[<prev] [next>] [<thread-prev] [thread-next>] [day] [month] [year] [list]
Message-ID: <CAEf4BzY5wopSFj2B2_Q9VtNGoGtzyZ7MOUv1oDugCXma1kk3UA@mail.gmail.com>
Date: Mon, 23 Dec 2019 11:54:17 -0800
From: Andrii Nakryiko <andrii.nakryiko@...il.com>
To: Martin KaFai Lau <kafai@...com>
Cc: bpf <bpf@...r.kernel.org>, Alexei Starovoitov <ast@...nel.org>,
Daniel Borkmann <daniel@...earbox.net>,
David Miller <davem@...emloft.net>,
Kernel Team <kernel-team@...com>,
Networking <netdev@...r.kernel.org>
Subject: Re: [PATCH bpf-next v2 10/11] bpf: libbpf: Add STRUCT_OPS support
On Fri, Dec 20, 2019 at 10:26 PM Martin KaFai Lau <kafai@...com> wrote:
>
> This patch adds BPF STRUCT_OPS support to libbpf.
>
> The only sec_name convention is SEC(".struct_ops") to identify the
> struct_ops implemented in BPF,
> e.g.

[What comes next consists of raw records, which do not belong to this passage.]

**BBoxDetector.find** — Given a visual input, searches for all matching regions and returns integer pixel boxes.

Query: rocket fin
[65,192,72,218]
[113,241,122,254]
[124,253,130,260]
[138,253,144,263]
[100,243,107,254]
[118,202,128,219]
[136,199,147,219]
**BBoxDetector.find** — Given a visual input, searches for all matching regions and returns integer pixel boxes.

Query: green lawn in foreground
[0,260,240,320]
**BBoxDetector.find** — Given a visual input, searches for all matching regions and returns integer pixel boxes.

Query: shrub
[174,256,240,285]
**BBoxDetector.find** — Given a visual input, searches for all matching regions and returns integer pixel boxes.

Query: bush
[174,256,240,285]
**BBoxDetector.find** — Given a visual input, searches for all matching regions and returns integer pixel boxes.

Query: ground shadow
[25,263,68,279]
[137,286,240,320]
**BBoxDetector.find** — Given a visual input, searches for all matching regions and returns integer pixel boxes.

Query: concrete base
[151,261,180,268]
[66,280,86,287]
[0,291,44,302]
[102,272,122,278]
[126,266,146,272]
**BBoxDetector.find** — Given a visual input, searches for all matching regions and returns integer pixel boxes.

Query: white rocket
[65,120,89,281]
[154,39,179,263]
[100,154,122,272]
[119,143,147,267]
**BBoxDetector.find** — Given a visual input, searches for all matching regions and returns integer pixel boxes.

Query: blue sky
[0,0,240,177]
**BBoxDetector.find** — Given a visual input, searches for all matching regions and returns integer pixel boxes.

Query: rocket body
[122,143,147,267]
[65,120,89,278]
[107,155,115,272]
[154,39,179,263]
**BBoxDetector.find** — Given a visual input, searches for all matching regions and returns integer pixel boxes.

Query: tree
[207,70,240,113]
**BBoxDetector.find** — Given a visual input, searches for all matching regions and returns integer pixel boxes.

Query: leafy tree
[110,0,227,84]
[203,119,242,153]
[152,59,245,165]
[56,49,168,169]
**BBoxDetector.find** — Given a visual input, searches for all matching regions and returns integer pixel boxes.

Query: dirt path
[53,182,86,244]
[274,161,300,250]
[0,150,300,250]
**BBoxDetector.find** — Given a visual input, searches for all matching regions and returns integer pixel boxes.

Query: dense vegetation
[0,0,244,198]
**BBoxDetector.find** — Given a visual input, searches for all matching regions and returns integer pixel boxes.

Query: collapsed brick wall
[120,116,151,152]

To implement a tcp_congestion_ops:
>
> SEC(".struct_ops")
> struct tcp_congestion_ops dctcp = {
> .init = (void *)dctcp_init, /* <-- a bpf_prog */
> /* ... some more func prts ... */
> .name = "bpf_dctcp",
> };
>
> Each struct_ops is defined as a global variable under SEC(".struct_ops")
> as above. libbpf creates a map for each variable and the variable name
> is the map's name. Multiple struct_ops is supported under
> SEC(".struct_ops").
>
> In the bpf_object__open phase, libbpf will look for the SEC(".struct_ops")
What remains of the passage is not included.